Das hübscheste und fieseste Mädchen der Schule – ein wandelndes Klischee. Mit dramatisch geschwungenem Lidstrich und in einem hautengen T-Shirt-Kleid mit Totenschädel-Gekreuzte-Knochen-Motiv. Darin war es sicher nicht leicht gewesen, über den Absperrzaun zu kommen. Andererseits, Scarlett verbrachte fast jeden Abend in der AliKatz-Tanzschule, daher war sie vermutlich noch fitter als Olly. Unter ihrem Kleid zeichnete sich jeder ihrer schlanken Muskeln ab.

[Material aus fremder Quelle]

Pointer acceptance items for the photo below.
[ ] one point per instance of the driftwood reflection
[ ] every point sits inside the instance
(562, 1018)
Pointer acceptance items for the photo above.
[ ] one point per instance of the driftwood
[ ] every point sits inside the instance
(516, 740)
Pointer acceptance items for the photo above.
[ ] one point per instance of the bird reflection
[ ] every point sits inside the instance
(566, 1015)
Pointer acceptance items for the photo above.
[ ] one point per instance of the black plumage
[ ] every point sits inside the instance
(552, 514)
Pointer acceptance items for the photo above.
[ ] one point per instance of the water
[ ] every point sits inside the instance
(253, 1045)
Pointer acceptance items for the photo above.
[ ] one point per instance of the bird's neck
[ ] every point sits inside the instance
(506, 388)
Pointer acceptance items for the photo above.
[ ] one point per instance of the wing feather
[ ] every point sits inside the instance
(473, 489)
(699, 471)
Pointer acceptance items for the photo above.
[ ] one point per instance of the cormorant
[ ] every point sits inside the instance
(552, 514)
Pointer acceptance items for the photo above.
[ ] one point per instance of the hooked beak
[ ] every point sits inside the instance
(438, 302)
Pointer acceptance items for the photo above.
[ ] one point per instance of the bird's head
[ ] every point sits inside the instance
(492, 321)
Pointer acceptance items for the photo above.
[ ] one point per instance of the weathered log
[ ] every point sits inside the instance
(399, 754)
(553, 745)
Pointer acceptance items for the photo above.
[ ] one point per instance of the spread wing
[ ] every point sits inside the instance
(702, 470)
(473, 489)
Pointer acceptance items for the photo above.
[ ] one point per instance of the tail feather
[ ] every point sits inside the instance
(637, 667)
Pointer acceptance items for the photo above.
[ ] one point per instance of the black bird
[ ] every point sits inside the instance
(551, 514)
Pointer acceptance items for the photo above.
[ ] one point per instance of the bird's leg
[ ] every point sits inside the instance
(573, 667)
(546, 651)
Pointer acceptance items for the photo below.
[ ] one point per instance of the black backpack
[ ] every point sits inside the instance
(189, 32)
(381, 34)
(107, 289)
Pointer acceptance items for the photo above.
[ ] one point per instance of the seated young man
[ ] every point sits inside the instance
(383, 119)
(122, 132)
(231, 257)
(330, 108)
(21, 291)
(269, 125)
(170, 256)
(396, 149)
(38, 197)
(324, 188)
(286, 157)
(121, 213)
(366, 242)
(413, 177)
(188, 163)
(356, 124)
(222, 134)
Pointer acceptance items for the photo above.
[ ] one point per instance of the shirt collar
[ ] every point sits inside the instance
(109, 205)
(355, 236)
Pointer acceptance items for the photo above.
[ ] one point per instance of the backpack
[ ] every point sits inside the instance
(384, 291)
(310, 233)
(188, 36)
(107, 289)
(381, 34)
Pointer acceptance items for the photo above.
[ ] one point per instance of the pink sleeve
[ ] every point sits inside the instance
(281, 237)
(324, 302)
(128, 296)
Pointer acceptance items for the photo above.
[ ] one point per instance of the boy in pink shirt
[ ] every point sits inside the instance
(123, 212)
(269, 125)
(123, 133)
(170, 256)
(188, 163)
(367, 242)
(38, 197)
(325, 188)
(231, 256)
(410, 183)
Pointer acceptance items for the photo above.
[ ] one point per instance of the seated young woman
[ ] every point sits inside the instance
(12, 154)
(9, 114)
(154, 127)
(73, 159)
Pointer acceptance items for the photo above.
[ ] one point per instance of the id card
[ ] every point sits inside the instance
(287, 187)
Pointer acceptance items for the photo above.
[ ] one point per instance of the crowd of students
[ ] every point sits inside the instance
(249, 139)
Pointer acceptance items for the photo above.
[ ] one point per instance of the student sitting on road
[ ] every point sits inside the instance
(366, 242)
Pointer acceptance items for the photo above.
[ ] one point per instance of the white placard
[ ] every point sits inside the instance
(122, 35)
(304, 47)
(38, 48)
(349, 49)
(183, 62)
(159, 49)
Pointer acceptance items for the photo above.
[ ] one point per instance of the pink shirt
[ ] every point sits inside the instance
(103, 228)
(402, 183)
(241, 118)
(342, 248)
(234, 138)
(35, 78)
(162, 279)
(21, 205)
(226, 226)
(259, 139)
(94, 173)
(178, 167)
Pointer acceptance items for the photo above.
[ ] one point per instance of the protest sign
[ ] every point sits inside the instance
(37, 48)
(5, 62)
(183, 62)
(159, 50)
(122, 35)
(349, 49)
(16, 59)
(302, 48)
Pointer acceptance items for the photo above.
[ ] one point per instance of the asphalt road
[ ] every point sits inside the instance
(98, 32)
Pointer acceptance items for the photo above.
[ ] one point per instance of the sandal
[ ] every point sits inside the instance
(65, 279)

Jetzt funkelte sie Ava an. »Ist was?«

Hastig wandte Ava den Blick ab. »Pandas können tatsächlich stärker zubeißen als die meisten Fleischfresser«, sagte sie. »Eisbär, Tiger, Braunbär, Löwe, dann kommt schon der Riesenpanda.«

Alle starrten sie an.

»Hab ich im Internet gelesen«, schloss sie. Und hätte sich in den Hintern treten können. So hatte die alte Ava geredet. Die neue Ava war cool und überlegen und schwieg, wenn sie nichts Sinnvolles zu sagen hatte.

Livia lachte abrupt auf. »Sind Pandas echt Fleischfresser? Nie im Leben. Ich dachte immer, die wären, na ja, was Mythisches. Und machen in der Freizeit Karate.«

»Was hast du denn eingeschmissen«, murmelte Scarlett.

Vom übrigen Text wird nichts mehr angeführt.